You're going to choose the estate agent that promises they can sell your house for the most money, right? It's a pretty common estate agent trick.
However, mortgage lenders have to take a more long-term cautious view, making it more likely they will be inclined to go towards undervaluing the property, which is what is causing more down valuations currently.
What to do if the valuation is less than the offer?
So, you’ve received a down valuation on your property, you don’t want to lose your buyer, but you don’t know what the best way is to move forward and need some help.
You’ve come to the right place! Let's assess your options.
Push your buyer to find a new lender
The first option you should consider is trying to put pressure back on your buyer to find another mortgage lender.
You'll need to accept that it might extend the timescales slightly. Different lenders have different criteria and may see the valuation differently.
But they need to be careful with this, some mortgage companies will use the same valuation methods and even companies that they outsource the work to.
The biggest piece of advice we can give here is to try to get the buyer to use a reputable mortgage broker. We wouldn't always recommend them, but in this situation, they know each lender like the back of their hand and they will have come up against this problem before.

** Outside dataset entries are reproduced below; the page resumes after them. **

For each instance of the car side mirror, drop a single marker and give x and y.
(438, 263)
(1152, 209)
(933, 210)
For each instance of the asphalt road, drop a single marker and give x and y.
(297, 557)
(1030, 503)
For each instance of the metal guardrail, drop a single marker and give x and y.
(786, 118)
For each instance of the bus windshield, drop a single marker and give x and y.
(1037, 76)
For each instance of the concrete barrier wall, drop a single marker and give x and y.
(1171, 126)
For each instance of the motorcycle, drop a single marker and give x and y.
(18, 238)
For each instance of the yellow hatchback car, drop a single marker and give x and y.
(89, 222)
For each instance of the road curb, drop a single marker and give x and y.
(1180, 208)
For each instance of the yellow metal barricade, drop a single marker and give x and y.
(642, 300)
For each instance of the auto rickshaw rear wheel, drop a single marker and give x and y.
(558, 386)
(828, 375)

A good mortgage broker will save them, and you, a lot of time shopping around and getting different valuations from multiple lenders.

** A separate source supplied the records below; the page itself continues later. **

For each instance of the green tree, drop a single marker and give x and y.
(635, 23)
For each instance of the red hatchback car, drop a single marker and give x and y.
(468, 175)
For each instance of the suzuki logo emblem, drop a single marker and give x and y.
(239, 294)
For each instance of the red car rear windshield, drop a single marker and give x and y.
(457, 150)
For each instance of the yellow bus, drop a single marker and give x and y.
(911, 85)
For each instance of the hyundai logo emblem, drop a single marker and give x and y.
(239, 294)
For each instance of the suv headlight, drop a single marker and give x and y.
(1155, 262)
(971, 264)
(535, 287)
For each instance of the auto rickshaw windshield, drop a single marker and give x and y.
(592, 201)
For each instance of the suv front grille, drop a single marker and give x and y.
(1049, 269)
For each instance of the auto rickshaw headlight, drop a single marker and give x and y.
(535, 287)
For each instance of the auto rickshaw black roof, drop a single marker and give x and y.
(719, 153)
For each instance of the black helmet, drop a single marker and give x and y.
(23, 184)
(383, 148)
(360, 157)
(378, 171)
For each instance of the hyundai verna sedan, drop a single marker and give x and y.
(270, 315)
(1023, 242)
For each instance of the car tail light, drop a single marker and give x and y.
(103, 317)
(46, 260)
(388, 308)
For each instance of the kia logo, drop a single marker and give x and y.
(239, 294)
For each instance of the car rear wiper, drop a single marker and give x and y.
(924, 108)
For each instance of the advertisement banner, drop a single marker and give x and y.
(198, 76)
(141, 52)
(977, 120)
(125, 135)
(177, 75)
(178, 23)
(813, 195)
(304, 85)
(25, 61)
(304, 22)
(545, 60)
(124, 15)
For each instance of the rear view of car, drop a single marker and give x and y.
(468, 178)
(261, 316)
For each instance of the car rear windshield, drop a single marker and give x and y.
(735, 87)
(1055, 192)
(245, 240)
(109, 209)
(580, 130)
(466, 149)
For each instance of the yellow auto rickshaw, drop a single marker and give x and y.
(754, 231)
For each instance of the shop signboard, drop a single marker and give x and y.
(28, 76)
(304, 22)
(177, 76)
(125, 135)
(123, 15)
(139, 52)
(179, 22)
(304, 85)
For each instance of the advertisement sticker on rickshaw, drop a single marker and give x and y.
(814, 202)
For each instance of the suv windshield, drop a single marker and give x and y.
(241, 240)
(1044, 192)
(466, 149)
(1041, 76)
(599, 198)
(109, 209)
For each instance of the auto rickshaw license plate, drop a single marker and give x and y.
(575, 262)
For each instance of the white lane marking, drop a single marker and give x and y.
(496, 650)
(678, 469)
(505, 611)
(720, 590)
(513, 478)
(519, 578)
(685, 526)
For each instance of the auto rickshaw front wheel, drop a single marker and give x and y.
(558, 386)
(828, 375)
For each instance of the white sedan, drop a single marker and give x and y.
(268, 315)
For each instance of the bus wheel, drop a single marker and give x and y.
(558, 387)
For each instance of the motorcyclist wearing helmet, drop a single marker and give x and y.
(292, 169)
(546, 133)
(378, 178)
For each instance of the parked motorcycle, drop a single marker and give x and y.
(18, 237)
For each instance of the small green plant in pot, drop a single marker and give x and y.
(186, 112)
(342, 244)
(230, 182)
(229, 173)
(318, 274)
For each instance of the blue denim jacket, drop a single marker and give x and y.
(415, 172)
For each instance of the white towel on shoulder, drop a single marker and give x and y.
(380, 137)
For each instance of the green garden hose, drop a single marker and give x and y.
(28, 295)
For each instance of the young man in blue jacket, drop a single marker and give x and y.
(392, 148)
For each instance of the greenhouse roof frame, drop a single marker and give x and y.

Just be prepared that regardless, it's going to add a fair few weeks onto the sale, and if you go down this route, then that's something you need to account for.
Find a new buyer
Another option you have after receiving a down valuation is the most simple, but longest option, and it's to find a new buyer.
This way, you don’t have to renegotiate to a lower price with your current buyer and may be able to find a buyer who’s happy to put down a higher deposit if the valuation doesn’t match the agreed sale price, or will get a valuation with a different lender than the first buyer.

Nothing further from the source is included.